Synapse: Unbounded increases in GC time

Created on 30 Mar 2020  路  23Comments  路  Source: matrix-org/synapse

Description

After updating to 1.12.0, average event send times have gone up. Metrics are showing GC time going up a lot more than before, around 1 second per day. Memory usage hasn't changed significantly though. @lub:imninja.net's metrics showed the same problem when I asked in #synapse:matrix.org.

The problem did not happen with the 1.12 release candidate, which leads me to believe it could have something to do with the Twisted update.

image
image
image

Version information

  • Version: 1.12.0 (https://mau.dev/maunium/synapse)
  • Install method: Docker
  • Platform: buster-slim, tested both with and without jemalloc
performance upstream-bug

All 23 comments

image

Although I don't see such a clear difference in other metrics, but maybe I just have less load

image

I use matrixdotorg/synapse:latest. Also had the rc1 on release day, but it seems it didn't cause that behaviour

I tried downgrading to the previous Twisted version, but that didn't seem to help, so I guess it wasn't that after all.


New graphs

image
image
image

For comparison, here are 30 day graphs from before 1.12. The GC time still went up and didn't come down, but the growth was much slower:


Graphs from before 1.12

image
image
image

It's hard to see why GC time would increase when memory usage and the number of objects being collected stays the same.

The only change in 1.12.0 which is vaguely related to GC is #6953. Could you patch out that change and see if it helps at all?

After something like a week of uptime synapse managed to use all the RAM on my server. A restart later (a little after 12:00) all was smooth again. I can provide more precise information if needed.

image

image

image

I am the only user on my server and I am in a few big rooms. Also I only started sending messages today, it was on #synapse:matrix.org

I think I reverted it in https://mau.dev/maunium/synapse, but still seems to grow quickly:

image

@tulir yeah; it was a long shot tbh. I have no real idea what could cause this. Are you sure it didn't happen with 1.12.0rc1 ?
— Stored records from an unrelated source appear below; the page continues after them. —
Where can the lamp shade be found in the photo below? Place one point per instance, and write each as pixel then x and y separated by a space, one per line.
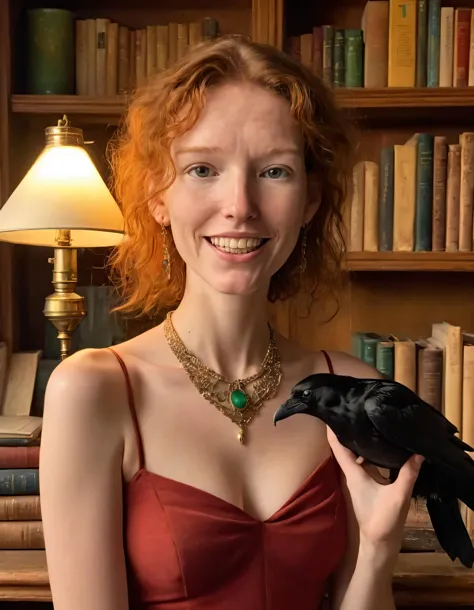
pixel 62 190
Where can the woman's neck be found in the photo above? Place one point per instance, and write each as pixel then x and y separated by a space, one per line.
pixel 229 334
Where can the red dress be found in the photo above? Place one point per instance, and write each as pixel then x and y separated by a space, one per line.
pixel 187 549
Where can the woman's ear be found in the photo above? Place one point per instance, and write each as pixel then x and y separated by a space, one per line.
pixel 156 205
pixel 313 198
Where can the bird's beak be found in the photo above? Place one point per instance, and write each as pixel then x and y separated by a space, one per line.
pixel 287 409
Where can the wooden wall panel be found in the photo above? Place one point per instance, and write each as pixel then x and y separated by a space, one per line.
pixel 6 256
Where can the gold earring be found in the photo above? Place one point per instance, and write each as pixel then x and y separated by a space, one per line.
pixel 303 250
pixel 166 264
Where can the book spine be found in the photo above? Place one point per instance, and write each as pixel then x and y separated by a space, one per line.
pixel 440 170
pixel 20 508
pixel 446 50
pixel 123 78
pixel 453 185
pixel 357 208
pixel 384 359
pixel 111 68
pixel 318 51
pixel 402 44
pixel 19 457
pixel 466 193
pixel 354 59
pixel 371 188
pixel 19 482
pixel 386 199
pixel 81 57
pixel 424 193
pixel 101 57
pixel 462 33
pixel 421 43
pixel 338 59
pixel 328 46
pixel 434 24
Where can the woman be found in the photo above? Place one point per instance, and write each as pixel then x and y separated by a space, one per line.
pixel 164 483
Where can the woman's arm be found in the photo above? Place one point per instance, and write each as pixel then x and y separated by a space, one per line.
pixel 80 484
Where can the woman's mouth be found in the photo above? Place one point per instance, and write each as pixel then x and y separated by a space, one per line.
pixel 237 245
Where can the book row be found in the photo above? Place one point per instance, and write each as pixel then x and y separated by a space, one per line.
pixel 417 43
pixel 111 58
pixel 418 196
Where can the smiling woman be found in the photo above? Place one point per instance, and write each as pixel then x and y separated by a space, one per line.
pixel 231 170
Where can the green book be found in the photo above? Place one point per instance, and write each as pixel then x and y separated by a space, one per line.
pixel 354 58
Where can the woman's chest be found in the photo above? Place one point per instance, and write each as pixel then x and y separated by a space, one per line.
pixel 188 439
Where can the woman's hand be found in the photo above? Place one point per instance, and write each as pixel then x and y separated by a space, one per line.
pixel 380 507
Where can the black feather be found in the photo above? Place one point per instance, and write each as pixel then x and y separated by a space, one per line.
pixel 386 423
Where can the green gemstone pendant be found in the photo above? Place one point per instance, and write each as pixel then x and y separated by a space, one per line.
pixel 239 400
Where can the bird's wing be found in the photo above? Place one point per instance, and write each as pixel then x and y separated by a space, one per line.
pixel 409 422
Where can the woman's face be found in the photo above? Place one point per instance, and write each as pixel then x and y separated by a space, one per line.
pixel 239 199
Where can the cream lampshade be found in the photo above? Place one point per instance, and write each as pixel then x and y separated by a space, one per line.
pixel 62 202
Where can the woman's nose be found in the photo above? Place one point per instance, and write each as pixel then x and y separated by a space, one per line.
pixel 240 199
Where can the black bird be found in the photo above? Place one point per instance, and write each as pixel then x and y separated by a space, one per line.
pixel 386 423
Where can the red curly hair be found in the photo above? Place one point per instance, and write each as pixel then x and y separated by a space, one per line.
pixel 140 157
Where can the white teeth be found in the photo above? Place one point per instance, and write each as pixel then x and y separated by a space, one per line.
pixel 236 246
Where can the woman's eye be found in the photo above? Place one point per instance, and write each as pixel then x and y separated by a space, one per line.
pixel 277 172
pixel 201 171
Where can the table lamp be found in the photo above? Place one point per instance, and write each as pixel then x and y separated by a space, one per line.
pixel 62 202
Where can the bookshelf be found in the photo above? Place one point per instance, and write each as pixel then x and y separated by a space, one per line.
pixel 397 292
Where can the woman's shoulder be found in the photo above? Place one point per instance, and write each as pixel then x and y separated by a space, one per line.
pixel 315 361
pixel 86 387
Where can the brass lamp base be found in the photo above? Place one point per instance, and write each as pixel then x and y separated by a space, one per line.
pixel 65 309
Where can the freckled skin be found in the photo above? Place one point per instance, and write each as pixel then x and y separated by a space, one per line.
pixel 386 423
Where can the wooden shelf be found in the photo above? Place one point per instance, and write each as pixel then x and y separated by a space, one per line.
pixel 404 97
pixel 69 104
pixel 387 99
pixel 410 261
pixel 24 576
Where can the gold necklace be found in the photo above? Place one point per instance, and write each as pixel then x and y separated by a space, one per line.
pixel 232 398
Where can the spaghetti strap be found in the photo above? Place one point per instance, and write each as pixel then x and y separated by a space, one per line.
pixel 133 412
pixel 329 363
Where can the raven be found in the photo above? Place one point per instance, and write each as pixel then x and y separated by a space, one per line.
pixel 385 422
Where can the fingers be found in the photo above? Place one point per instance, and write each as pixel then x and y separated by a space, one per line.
pixel 345 457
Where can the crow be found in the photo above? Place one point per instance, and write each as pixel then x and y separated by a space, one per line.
pixel 385 422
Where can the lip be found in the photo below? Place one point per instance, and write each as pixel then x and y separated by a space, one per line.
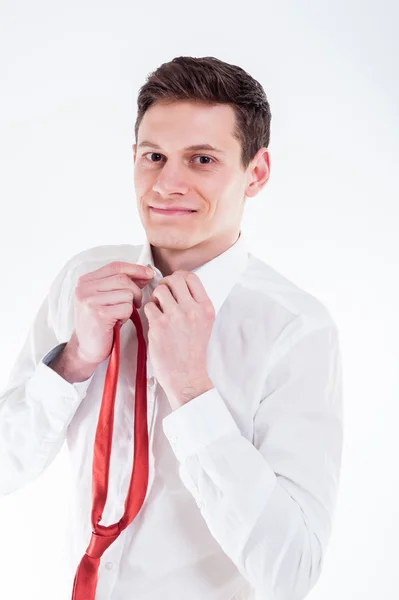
pixel 169 213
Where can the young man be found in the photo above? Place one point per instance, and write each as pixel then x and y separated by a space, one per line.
pixel 244 379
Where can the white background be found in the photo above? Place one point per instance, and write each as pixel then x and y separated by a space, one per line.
pixel 328 219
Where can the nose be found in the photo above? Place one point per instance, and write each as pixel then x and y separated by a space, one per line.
pixel 171 180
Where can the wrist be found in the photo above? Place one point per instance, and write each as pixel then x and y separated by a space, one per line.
pixel 70 366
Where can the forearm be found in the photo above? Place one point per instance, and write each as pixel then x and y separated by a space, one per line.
pixel 69 365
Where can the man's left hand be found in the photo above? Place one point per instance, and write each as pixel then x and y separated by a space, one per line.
pixel 180 316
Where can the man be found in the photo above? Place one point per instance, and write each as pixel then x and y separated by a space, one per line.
pixel 244 380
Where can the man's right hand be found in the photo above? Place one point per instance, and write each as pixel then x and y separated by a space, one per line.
pixel 102 298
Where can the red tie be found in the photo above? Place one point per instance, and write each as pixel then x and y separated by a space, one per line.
pixel 86 577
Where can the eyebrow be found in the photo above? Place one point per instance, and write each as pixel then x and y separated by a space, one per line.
pixel 192 148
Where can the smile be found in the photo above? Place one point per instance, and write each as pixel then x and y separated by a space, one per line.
pixel 171 213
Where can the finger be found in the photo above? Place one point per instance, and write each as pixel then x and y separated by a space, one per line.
pixel 118 267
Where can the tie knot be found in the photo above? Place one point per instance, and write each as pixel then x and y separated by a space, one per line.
pixel 99 543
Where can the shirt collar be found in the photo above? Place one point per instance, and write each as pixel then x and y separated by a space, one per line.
pixel 218 276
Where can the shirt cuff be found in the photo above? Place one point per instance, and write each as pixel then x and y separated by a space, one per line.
pixel 198 423
pixel 47 383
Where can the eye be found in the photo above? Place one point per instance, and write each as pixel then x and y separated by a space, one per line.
pixel 198 156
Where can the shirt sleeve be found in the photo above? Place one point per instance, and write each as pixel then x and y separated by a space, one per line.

It feels like something has changed outside of synapse. I don't suppose you've had a python version change or something?

I guess it could just reflect a different traffic pattern from your clients/federated servers.

I am seeing similar issues, at first I thought it might have been related to open file handles and/or use_presence: true (now false) in our configuration but those only seemed to help a bit. The only way around this is periodically restarting matrix-synapse.
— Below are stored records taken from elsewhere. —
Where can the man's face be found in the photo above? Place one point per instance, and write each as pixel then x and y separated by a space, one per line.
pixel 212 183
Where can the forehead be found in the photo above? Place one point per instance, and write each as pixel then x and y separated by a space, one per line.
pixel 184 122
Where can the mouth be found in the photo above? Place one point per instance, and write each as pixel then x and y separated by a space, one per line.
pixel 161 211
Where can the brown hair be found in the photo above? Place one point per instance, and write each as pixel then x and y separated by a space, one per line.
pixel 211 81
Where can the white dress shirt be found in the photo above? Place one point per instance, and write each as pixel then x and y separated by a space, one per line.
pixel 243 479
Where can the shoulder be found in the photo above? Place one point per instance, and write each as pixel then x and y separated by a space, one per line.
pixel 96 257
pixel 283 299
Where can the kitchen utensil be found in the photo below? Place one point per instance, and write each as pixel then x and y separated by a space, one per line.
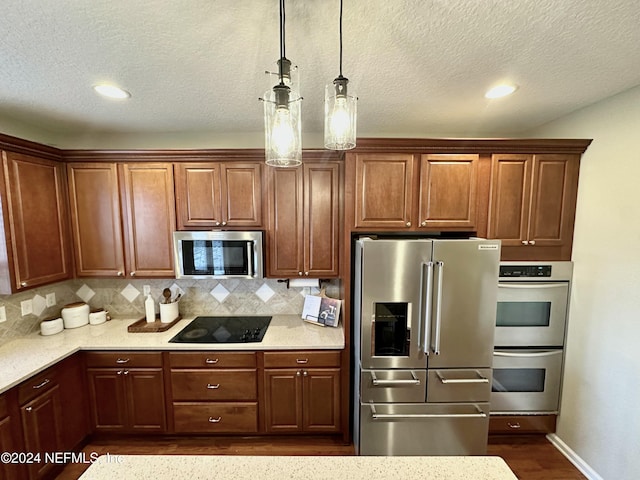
pixel 75 315
pixel 166 293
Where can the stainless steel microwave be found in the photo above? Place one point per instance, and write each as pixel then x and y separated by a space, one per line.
pixel 217 254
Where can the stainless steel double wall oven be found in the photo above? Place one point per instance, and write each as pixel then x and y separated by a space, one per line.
pixel 531 322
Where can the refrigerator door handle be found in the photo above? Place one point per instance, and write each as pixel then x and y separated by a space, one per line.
pixel 409 416
pixel 480 379
pixel 390 383
pixel 438 309
pixel 427 288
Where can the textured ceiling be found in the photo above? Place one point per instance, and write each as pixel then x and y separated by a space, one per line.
pixel 419 67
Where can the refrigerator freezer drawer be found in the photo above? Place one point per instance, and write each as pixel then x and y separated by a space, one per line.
pixel 385 386
pixel 459 385
pixel 423 429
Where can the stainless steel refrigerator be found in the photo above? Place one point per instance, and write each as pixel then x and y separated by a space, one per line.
pixel 424 319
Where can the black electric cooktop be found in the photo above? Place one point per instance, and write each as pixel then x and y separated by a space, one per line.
pixel 223 330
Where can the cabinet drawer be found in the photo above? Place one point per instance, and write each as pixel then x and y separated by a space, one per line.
pixel 124 359
pixel 522 424
pixel 36 385
pixel 214 385
pixel 215 417
pixel 459 385
pixel 212 360
pixel 302 359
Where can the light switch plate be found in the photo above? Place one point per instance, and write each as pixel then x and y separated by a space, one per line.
pixel 27 307
pixel 51 299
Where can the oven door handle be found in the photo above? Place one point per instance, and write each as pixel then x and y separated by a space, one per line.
pixel 390 383
pixel 533 285
pixel 480 379
pixel 528 355
pixel 413 416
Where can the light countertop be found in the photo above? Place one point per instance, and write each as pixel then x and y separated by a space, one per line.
pixel 23 357
pixel 195 467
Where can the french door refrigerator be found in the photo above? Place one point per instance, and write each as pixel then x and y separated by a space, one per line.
pixel 424 319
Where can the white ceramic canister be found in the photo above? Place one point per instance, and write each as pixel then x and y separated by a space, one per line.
pixel 75 315
pixel 98 316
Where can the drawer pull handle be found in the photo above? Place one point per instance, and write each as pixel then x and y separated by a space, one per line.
pixel 40 385
pixel 445 380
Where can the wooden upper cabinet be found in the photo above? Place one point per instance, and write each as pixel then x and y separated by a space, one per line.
pixel 304 220
pixel 533 201
pixel 94 197
pixel 447 196
pixel 35 222
pixel 213 194
pixel 383 190
pixel 123 217
pixel 149 211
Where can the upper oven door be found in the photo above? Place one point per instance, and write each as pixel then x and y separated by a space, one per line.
pixel 531 314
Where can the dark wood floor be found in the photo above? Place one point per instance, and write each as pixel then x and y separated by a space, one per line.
pixel 530 457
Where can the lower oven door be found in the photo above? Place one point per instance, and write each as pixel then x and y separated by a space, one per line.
pixel 423 429
pixel 526 381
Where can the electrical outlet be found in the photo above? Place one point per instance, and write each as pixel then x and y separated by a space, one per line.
pixel 27 307
pixel 51 299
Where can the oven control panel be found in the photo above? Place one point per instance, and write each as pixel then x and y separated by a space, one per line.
pixel 525 270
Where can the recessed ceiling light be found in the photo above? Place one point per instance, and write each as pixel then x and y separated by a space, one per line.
pixel 111 91
pixel 500 91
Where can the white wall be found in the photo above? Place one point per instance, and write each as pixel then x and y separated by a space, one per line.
pixel 600 410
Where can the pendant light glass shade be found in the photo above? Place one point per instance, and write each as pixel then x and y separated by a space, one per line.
pixel 283 128
pixel 340 114
pixel 340 110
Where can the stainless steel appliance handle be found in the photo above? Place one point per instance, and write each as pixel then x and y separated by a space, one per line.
pixel 533 285
pixel 436 345
pixel 522 354
pixel 389 383
pixel 427 289
pixel 480 379
pixel 408 416
pixel 250 258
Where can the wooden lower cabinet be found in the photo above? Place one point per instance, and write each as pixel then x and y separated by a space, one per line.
pixel 305 398
pixel 42 429
pixel 128 398
pixel 214 392
pixel 519 424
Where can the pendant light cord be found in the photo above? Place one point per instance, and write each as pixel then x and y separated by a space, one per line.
pixel 340 39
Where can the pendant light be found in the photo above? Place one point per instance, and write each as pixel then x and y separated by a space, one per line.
pixel 282 119
pixel 340 110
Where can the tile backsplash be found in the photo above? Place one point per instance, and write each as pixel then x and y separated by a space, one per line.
pixel 123 298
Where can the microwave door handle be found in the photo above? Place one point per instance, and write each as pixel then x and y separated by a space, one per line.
pixel 436 340
pixel 427 289
pixel 527 355
pixel 250 258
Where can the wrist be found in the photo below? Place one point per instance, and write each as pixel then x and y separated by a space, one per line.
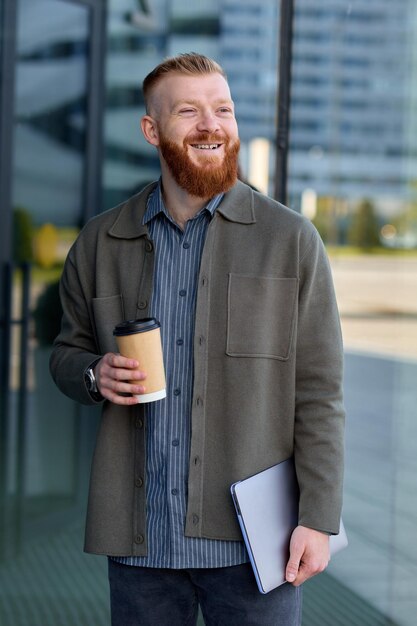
pixel 91 382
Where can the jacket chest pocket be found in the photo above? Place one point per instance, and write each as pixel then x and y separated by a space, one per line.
pixel 261 315
pixel 107 313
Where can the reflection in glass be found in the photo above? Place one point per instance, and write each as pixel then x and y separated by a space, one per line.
pixel 49 140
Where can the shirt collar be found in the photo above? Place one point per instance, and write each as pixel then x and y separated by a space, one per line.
pixel 156 204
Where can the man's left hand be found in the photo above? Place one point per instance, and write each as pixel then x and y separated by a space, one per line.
pixel 309 555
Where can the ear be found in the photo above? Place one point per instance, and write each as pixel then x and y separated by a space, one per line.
pixel 150 130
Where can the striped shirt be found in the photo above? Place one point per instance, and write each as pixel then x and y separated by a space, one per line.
pixel 177 263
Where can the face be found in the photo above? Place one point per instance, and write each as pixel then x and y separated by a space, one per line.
pixel 192 123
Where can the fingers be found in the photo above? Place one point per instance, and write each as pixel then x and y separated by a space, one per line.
pixel 309 555
pixel 117 376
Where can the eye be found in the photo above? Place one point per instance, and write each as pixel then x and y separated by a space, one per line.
pixel 225 111
pixel 187 111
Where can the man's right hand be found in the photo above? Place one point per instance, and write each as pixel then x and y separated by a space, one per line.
pixel 116 375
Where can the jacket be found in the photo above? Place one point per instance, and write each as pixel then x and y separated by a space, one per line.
pixel 267 365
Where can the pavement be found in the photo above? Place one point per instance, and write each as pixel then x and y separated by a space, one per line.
pixel 377 298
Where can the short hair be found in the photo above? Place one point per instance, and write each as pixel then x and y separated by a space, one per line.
pixel 188 63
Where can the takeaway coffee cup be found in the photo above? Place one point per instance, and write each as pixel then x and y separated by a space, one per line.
pixel 141 340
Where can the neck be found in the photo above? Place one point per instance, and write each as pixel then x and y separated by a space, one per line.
pixel 180 205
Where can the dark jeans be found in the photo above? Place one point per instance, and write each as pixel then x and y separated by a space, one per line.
pixel 228 596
I was starting to suspect maybe the version of Python we are running may not be good for the Twisted update (we are on Debian 9 with Python v3.5.3 and matrix-synapse-py3 on 1.12.3).
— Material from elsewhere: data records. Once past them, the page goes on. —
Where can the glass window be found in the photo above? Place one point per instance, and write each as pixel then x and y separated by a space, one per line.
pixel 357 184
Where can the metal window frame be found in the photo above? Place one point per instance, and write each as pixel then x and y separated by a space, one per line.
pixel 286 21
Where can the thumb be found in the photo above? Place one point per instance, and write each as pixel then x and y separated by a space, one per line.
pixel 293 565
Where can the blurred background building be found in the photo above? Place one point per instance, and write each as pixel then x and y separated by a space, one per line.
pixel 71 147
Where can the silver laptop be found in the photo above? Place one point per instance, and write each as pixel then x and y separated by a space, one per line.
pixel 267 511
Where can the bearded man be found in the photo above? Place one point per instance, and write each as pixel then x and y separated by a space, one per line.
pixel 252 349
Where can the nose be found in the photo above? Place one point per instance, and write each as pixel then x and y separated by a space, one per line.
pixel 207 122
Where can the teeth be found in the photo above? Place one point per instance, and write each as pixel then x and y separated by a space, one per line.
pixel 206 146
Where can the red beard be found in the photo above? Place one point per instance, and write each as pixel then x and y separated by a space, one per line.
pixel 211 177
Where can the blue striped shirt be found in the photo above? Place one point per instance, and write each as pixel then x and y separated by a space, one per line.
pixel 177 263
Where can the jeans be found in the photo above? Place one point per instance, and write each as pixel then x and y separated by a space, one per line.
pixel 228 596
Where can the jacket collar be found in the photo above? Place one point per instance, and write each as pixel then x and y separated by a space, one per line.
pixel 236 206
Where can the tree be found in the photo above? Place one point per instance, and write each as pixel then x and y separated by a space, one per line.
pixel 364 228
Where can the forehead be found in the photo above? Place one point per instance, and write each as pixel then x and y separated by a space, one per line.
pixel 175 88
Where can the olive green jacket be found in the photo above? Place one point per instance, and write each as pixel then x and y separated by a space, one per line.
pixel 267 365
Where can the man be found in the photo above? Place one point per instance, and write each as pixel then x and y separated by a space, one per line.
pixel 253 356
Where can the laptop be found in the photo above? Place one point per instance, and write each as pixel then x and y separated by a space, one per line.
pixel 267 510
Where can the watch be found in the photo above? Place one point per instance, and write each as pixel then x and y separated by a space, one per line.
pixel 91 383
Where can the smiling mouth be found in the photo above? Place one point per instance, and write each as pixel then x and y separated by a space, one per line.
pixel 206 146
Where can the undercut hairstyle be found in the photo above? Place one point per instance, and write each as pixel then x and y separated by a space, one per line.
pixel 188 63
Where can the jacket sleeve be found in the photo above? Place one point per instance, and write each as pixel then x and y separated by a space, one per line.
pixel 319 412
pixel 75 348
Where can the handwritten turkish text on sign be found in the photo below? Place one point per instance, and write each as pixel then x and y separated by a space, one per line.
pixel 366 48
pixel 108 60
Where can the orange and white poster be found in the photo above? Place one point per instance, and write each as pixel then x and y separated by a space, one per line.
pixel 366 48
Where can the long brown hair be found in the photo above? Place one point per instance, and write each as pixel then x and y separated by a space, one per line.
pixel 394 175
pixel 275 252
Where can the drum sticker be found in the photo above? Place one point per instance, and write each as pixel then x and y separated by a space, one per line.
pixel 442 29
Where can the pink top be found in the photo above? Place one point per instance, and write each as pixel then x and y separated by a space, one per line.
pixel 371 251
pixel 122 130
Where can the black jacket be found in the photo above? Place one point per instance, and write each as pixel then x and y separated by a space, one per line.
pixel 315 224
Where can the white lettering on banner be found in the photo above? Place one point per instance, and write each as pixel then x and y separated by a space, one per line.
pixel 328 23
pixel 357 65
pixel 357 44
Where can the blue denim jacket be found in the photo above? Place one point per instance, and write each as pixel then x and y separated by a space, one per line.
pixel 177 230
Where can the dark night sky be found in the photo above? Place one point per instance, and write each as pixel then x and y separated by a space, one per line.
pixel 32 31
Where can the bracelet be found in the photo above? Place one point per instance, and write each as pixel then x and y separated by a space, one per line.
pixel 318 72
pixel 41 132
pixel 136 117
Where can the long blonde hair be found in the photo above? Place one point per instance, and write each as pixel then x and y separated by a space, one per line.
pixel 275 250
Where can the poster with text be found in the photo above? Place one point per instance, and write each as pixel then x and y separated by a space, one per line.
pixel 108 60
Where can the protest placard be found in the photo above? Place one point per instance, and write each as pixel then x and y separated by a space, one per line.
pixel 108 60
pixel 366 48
Unfortunately, we weren't scraping Prometheus metrics until we got onto the 1.12.x branch so we cannot compare GC collection time from a prior release.

So, my gc times are still growing linearly:

image

It seems mostly the federation reader and federation sender are affected. My caches are already full and are not growing anymore:

image

But it seems like memory usage for the federation workers is still climbing:

image

This may suggest, that there is a resource leak regarding DNS or connections or similar. Could of course be something else, but I would expect the memory usage of the federation sender to flatten off after a few days. In any case, the GC times shouldn't grow linearly over time, which they do at the moment.

as I've said previously, I don't think this is a regression: it's more likely that there was some change in the federation which coincided with the upgrade and which made synapse want to chew more memory.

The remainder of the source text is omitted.